You can run an enrichment on one specific aspect:

We have three aspects we can search, cellular component (cc), molecular function (mf), and biological process (bp). More detail on gene ontology aspects can be found here.

# Perform the GO enrichment analysis searching on the cellular component aspect:
results = gopher.test_enrichment(proteins=quant_proteins, aspect="cc")

Or on a subset of terms:

terms = [
    "cytoplasm",
    "nucleus",
    "cell surface",
    "protein folding",
    "dna repair"
]

# Peform the GO enrichment analysis:
results = gopher.test_enrichment(proteins=quant_proteins, go_subset=terms)
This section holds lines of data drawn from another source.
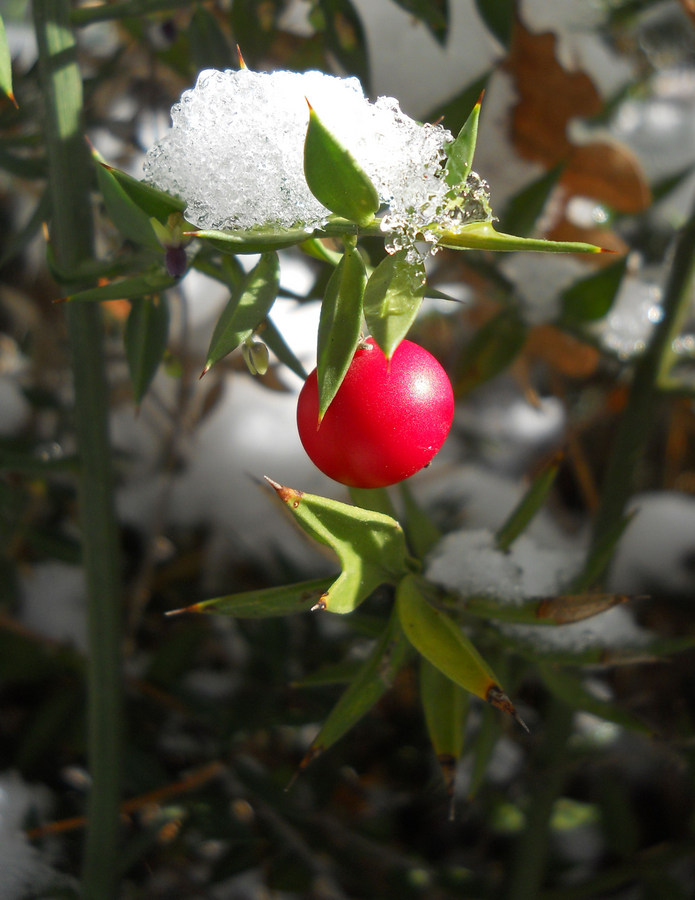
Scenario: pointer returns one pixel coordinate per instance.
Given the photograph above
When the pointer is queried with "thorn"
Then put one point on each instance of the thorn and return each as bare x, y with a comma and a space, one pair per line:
291, 783
287, 495
177, 612
496, 697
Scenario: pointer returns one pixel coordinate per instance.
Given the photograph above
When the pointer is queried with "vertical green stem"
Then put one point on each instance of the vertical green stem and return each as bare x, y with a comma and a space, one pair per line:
527, 871
638, 417
69, 169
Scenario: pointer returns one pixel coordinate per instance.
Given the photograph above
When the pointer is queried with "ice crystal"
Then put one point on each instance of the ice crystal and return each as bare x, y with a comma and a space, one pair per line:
235, 155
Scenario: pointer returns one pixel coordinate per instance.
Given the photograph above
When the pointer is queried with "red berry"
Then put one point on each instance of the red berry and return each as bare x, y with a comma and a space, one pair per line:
387, 420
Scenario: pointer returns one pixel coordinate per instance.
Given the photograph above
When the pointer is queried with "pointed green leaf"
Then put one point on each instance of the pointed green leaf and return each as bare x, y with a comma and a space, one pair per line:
150, 282
149, 199
339, 325
374, 677
370, 546
145, 338
316, 248
592, 297
126, 215
287, 600
455, 111
5, 64
247, 308
482, 236
490, 351
461, 151
441, 641
280, 348
376, 499
525, 208
529, 504
334, 176
392, 299
445, 705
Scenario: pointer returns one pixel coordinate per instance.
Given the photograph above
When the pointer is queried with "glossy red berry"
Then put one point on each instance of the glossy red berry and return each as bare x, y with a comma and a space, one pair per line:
387, 420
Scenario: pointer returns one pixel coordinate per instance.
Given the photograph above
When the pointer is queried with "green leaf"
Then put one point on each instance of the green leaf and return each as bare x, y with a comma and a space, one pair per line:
529, 505
339, 325
482, 236
276, 342
490, 351
345, 37
374, 677
151, 282
376, 499
335, 178
461, 151
445, 705
146, 335
316, 248
392, 299
246, 309
592, 297
126, 215
455, 111
152, 201
5, 64
600, 556
525, 208
287, 600
432, 13
498, 16
440, 640
370, 546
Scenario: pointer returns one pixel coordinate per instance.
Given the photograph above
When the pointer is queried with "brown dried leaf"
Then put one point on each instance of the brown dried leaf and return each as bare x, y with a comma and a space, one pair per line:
549, 98
562, 352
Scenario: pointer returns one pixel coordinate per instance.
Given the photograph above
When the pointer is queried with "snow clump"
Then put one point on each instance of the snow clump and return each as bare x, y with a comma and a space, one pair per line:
235, 155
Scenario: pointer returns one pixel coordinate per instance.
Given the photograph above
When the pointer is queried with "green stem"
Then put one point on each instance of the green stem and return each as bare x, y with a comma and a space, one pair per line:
71, 241
530, 854
638, 418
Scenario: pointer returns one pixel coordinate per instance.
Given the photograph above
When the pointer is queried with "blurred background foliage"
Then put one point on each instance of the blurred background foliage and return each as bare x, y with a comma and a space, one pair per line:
588, 132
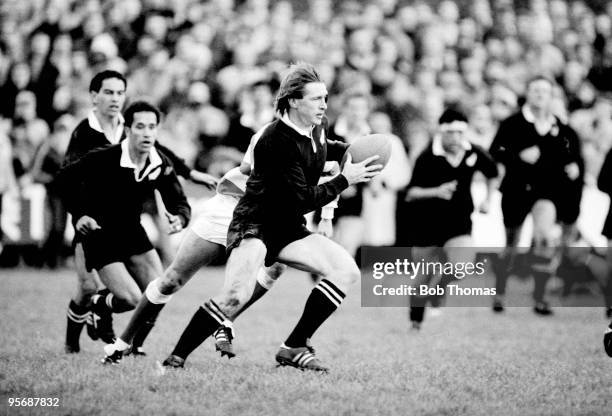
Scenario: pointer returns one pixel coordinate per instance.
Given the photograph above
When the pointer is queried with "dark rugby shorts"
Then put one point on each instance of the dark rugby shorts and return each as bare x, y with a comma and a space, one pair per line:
274, 240
516, 205
104, 246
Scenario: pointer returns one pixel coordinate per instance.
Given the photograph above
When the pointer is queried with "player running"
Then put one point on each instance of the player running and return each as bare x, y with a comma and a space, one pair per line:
441, 189
104, 126
269, 223
543, 169
105, 191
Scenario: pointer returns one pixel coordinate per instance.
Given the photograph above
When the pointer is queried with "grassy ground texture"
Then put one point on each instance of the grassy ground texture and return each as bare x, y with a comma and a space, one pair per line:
467, 361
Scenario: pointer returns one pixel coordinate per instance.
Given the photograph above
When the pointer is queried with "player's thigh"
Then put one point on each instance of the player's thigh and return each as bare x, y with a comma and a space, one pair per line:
193, 254
145, 267
244, 262
318, 254
241, 270
88, 282
349, 233
460, 249
118, 280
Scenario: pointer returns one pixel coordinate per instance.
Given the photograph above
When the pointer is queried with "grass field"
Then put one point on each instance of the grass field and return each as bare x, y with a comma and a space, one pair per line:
465, 362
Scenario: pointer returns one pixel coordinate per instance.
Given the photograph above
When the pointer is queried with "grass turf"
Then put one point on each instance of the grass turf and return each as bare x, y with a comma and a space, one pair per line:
466, 362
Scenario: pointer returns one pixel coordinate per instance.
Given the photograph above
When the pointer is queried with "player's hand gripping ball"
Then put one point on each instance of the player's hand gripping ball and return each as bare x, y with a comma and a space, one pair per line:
371, 145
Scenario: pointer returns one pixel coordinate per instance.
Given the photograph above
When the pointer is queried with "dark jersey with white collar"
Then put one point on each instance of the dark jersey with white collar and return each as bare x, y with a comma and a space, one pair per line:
99, 186
85, 138
284, 183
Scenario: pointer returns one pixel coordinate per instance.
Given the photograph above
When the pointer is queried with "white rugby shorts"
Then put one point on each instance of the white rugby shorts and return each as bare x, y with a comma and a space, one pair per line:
214, 219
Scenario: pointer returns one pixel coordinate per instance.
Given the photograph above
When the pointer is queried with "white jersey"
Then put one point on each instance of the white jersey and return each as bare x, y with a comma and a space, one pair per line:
233, 183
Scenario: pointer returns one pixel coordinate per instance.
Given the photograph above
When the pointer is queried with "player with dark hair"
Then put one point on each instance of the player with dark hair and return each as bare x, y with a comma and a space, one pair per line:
105, 191
440, 189
543, 169
269, 222
204, 242
104, 126
604, 183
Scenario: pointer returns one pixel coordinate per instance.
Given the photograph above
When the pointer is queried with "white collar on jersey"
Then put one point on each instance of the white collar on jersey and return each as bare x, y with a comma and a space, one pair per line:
304, 132
126, 162
341, 129
548, 125
94, 123
453, 159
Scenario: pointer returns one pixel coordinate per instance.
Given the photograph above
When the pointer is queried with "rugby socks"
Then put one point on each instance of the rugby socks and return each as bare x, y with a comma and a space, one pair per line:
144, 316
77, 317
324, 299
106, 302
202, 325
262, 285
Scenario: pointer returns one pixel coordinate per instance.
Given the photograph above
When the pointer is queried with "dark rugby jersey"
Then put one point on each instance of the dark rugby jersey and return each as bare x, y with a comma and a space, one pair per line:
433, 221
558, 148
86, 138
283, 184
604, 183
104, 186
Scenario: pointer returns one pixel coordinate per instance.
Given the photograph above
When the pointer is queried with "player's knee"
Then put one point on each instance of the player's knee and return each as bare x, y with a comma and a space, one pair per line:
345, 274
160, 291
170, 283
275, 271
87, 288
237, 296
128, 300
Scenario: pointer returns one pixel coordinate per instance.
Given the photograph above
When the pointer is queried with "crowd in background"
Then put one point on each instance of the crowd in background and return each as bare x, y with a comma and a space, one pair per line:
213, 67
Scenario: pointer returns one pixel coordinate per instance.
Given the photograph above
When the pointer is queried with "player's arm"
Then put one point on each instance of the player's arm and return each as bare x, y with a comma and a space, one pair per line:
604, 180
488, 167
421, 185
503, 149
574, 167
485, 162
73, 182
281, 161
336, 150
182, 169
173, 196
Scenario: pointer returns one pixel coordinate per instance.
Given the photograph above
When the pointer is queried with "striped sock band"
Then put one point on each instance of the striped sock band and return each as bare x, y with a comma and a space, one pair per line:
322, 302
75, 315
335, 295
213, 309
109, 301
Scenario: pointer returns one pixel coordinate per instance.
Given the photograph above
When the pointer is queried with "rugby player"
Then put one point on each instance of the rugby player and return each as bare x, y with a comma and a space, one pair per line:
268, 223
440, 189
542, 162
105, 191
604, 183
205, 241
104, 126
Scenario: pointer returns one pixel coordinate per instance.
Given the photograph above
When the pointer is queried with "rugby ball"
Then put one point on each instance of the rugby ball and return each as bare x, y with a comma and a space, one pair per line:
370, 145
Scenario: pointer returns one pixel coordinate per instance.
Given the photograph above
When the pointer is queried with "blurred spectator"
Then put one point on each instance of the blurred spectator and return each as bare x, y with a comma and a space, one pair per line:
28, 133
256, 109
47, 163
43, 74
201, 62
7, 175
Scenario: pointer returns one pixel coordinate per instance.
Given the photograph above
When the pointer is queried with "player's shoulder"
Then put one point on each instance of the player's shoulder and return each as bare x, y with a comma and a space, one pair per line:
275, 133
81, 129
514, 119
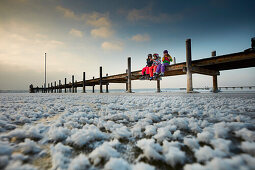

If you search a subset of terms, the DAG algorithm will run to aggregate all child terms of the terms of interest.

The DAG algorithm is a hybrid depth-first search and breadth-first search. The algorithm will find the first child of the term of interest and then find all it’s children and grandchildren until it finds all descendants from than child. It will and annotate those descendants with the term of interest and go to the next child of the term of interest and repeat until all descendants have been annotated. If a child term is also a term of interest, it does not get aggregated into the other term. If two terms of interest share a child, the child is annotated by both terms.

An overview of gopher's DAG algorithm

You can turn this off using the aggregate_terms parameter. When you turn off the aggregate_terms parameter, gopher only searches for proteins directly associated with the term of interest.

results = gopher.test_enrichment(proteins=quant_proteins, go_subset=terms, aggregate_terms=False)

If using a file where the quant values are p-values, you can rank in ascending order.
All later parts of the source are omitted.